今日は確か夕方から王城での表彰式だからね。(もう直ぐ)
「また会えますか?」
「ああ、多分会えるよ」
そんな短い会話を済ましてから別れる。
俺はしばらく歩き城門前まで来る。
ティア達もしばらく歩き城門前まで来る。
なんで?俺はそんな顔をしているだろう。
ティア達も同じような顔をしている。
「なんでここにいるんだ?」
「リュウトさんこそ何故?」
「俺は闘技大会の優勝者だからな」
ティアはポンっと手を打ちなるほどと頷く。
そこ驚かないの!?
「いや、あんな大量の盗賊をひと蹴りしたんですからそのくらいの実力あってもおかしくないと思いまして」
「なるほど…」
「ではこちらも教えなければなりませんね。
私はコルティア・メテラユです。

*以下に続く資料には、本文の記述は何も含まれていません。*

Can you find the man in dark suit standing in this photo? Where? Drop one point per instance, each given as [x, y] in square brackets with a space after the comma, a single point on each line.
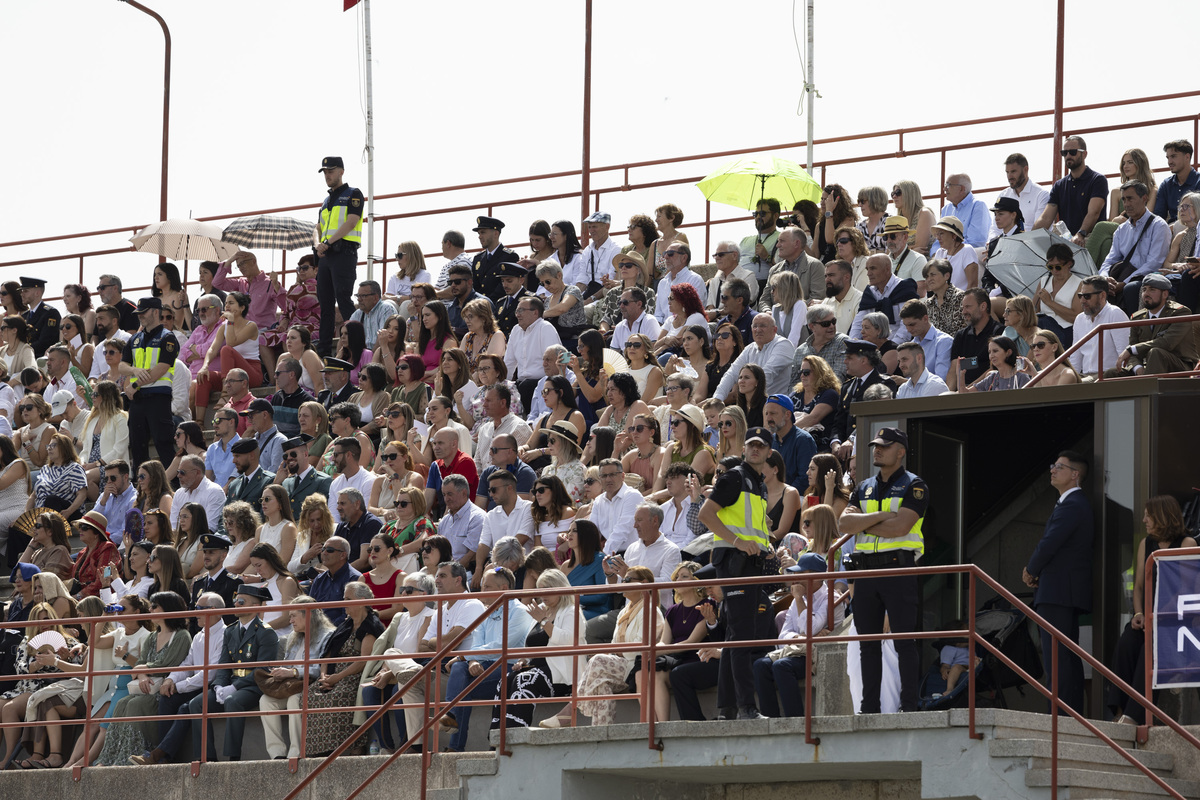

第二王女やってます!」
すごい笑顔で言ってきた。
え?第二王女?ってことは……
「おお!リルルからは妹がいるなんて聞いていなかったが……まあ、いい、これからもよろしくな!義妹よ!!」
「「「えええええぇぇぇぇ!?」」」
ティア、イリス、クレアが一斉にハモった。
そりゃ驚くよな
「ももももも、もしかしてお姉様からもらった手紙に書いてあったとても強くて優しい婚約者ってリュウトさんのことだったんですか!?」
「うん、強くて優しいかどうかはわからないけどリルルの婚約者ではあるよ」
「ど、どうしましょう……これでは私の入るところがない………いや、正妻でなくとも妾としていけば大丈夫か…」
クレアがなんかブツブツ言っているが気にしないことにする。
「では、お義兄様と呼んだ方がよろしいですか?」
「いや、リュウトさんでもお義兄さんでもお義兄様でもなんでもいいよ」
「じゃ、じゃあお義兄ちゃんでいいですか?」
「いいよ、……ってヤベーーーー!!!もうすぐ王城でる正式な表彰式始まっちゃうじゃん!!じゃあ、また後でね!!」
そう言ってから急いでリルルの部屋に転移する。
「リ、リュウトさん?リュウトさんなんですか?本当の本当にリュヴドざんなんでずよね……よがっだぁー!」
泣きながらリルルが抱きついてきたので優しく抱き返す。
「ひくっ…うっ…リュウトっ…さんっの」
泣きながらなのでよく聞き取れない
「リルル、落ち着いてからでいいよ」
優しく声をかけソファーに2人で座りながらしばらく抱きしめる。
抱きしめている間、近くにいたメイドさんに表彰式は出れないと国王に伝えてくれと頼んだ。
しょうがないよな…
30分後
「ありがとうございます」
そう言ってから話し出す。
「あのですね、リュウトさんが何故いなくなったのか聞きませんけど心配だったんですよ?私は捨てられたんじゃないか?とか、誰かに誘拐とか殺されてしまったのではないか?とか……でも、ユノさんがリュウトさんは勝手に死んだり私を捨てたりなんかしないって言ってくれたんでギリギリ正気を保つことが出来ました………多分、リュウトさんが後1日でも帰って来なかったら正気を保つ自身がなかったです」
そりゃ悪いことをしてしまったな…それとユノ、ナイスだ!
「心配かけてごめんな……これからはいきなりどこかに行かないようにするからな」
「はい!約束ですよ?」
「おう、約束な」
「あ、そういえばリルルって妹いたんだな」
「あれっ?言ってませんでしたっけ?確かにいますね」
その後はリルルの妹、ティアの話をしたりしながら時間を潰し表彰式が終わったあたりにメイドさんが呼びにきた。